If siege does end up becoming too overwhelming against them, we could consider some additional tweaks, but personally, I would be a bit surprised if the difference was too major. Infantry have the HP to tank a few siege shots after all, and the better pathing would also help them counter siege more effectively in turn.
The biggest thing it would do is raise the skill ceiling on infantry, which would honestly be a good thing; moderating their strength at lower skill levels, while offering more opportunity at the highest levels of play.
I really like this idea because it has logic. It supose that the strength of militia comes with numbers, but nowadays it works at inverse, at least vs knights and similar units.
Don’t see the problem of militia being weaker vs siege. Still there is the staggered formstion and split movement.
I wonder if you tested this “smaller” militia vs buildings. Small collision boxes make more militia being able to attack a building at same time? If the answer is yes, then I strongly support this idea.
Yes. And personally I think it looks best on unit lines that all have shields, and could even be tied to a “Shield Wall” or “Testudo” technology that grants some additional benefit to partly offset the weakness to siege. Say +1 pierce armor or the ability to “block” 1 or 2 projectiles. (Yes, I’m aware that the Shrivamsha mechanic is controversial and I’m not a fan of it myself, but if I had to find a place for it, I think it would be more appropriate and less annoying on slow infantry units instead of the fastest viable land unit).

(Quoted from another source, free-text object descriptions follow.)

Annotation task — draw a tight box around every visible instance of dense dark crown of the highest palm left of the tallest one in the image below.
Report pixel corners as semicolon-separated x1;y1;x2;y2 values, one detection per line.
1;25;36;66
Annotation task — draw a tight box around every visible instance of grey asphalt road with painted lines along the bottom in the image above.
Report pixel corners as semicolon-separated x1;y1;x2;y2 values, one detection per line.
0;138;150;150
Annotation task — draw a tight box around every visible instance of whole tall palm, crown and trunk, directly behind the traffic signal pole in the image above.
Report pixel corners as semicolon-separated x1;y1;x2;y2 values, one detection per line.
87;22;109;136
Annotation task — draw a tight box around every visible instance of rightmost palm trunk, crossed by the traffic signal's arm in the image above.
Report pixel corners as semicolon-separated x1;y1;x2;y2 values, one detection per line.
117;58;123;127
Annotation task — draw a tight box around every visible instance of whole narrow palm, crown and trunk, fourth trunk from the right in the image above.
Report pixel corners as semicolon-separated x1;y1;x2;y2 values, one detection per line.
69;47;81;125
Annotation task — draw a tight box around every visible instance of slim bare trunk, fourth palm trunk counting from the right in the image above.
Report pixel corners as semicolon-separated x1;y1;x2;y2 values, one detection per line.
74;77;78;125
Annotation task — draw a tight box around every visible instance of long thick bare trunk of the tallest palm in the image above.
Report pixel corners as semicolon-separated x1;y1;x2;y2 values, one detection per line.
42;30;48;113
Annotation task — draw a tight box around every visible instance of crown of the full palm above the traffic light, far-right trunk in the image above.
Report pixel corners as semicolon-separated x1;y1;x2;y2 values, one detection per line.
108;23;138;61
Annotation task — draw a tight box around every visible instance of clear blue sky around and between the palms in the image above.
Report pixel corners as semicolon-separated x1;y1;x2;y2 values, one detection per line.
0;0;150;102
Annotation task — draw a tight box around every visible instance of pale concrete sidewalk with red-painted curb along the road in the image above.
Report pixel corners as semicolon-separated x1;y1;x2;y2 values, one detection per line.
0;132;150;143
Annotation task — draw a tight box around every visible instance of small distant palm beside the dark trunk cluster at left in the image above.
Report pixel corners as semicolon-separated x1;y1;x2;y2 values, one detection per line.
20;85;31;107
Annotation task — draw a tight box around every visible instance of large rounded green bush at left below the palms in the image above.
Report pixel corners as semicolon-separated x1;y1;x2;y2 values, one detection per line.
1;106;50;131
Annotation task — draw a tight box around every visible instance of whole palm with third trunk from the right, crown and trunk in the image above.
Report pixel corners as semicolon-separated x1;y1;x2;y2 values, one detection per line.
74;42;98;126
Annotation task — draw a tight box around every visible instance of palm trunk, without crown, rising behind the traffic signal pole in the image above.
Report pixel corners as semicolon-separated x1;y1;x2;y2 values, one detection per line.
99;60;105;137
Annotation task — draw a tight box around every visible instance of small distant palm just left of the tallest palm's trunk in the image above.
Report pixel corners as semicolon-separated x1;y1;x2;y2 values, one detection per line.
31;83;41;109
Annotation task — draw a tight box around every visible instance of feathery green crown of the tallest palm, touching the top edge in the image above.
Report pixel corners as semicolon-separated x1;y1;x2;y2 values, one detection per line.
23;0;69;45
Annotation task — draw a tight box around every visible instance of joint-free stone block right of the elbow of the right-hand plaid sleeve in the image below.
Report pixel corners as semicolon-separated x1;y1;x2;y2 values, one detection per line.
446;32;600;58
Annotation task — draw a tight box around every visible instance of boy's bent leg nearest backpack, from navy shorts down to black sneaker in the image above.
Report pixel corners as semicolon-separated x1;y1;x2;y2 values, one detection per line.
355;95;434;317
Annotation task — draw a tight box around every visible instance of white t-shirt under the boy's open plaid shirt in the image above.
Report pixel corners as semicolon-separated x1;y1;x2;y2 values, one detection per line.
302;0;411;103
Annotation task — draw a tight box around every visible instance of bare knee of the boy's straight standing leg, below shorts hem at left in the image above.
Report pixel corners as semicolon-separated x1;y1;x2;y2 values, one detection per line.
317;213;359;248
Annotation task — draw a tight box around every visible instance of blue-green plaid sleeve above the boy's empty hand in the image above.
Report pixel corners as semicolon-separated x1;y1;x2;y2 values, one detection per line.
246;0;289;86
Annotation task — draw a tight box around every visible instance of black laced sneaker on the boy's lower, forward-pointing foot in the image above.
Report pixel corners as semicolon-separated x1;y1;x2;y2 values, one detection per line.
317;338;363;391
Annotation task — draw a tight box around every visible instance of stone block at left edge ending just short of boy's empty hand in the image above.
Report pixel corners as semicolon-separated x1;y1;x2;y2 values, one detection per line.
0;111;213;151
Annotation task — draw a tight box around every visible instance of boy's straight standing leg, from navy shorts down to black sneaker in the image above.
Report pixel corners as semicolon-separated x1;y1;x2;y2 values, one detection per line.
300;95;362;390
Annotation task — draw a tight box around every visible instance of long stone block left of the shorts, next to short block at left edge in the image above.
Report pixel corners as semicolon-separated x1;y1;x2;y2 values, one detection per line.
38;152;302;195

I’m not sure about this; more testing would have to be done to figure out the average increase in combat efficiency. Like I doubt that the 9/20 outcome is very common and a lot of it will probably come out in the wash if/when pathing improvements make knights fight more efficiently than they do now.
Hit box/collision size is not related to sprite size at all. The Editor doesn’t have the ability to scale sprites.
Yes. It also means that fewer enemy units can attack a single one of your units at a time, but that only matters if you’re outnumbered.
Yeah, overall I think spears are probably fine at the moment. Their weakest point is early on when in small numbers, after all. Later on, where this would have the biggest impact, they’re already doing quite well. Given the current state of balance, I’d be inclined to leave them be.
Some of the weaker unique units could benefit from a change like this, but for some it might actually hurt their effectiveness; Teutonic Knights, for example, might prefer a bigger hitbox if anything, to make them a more tempting target.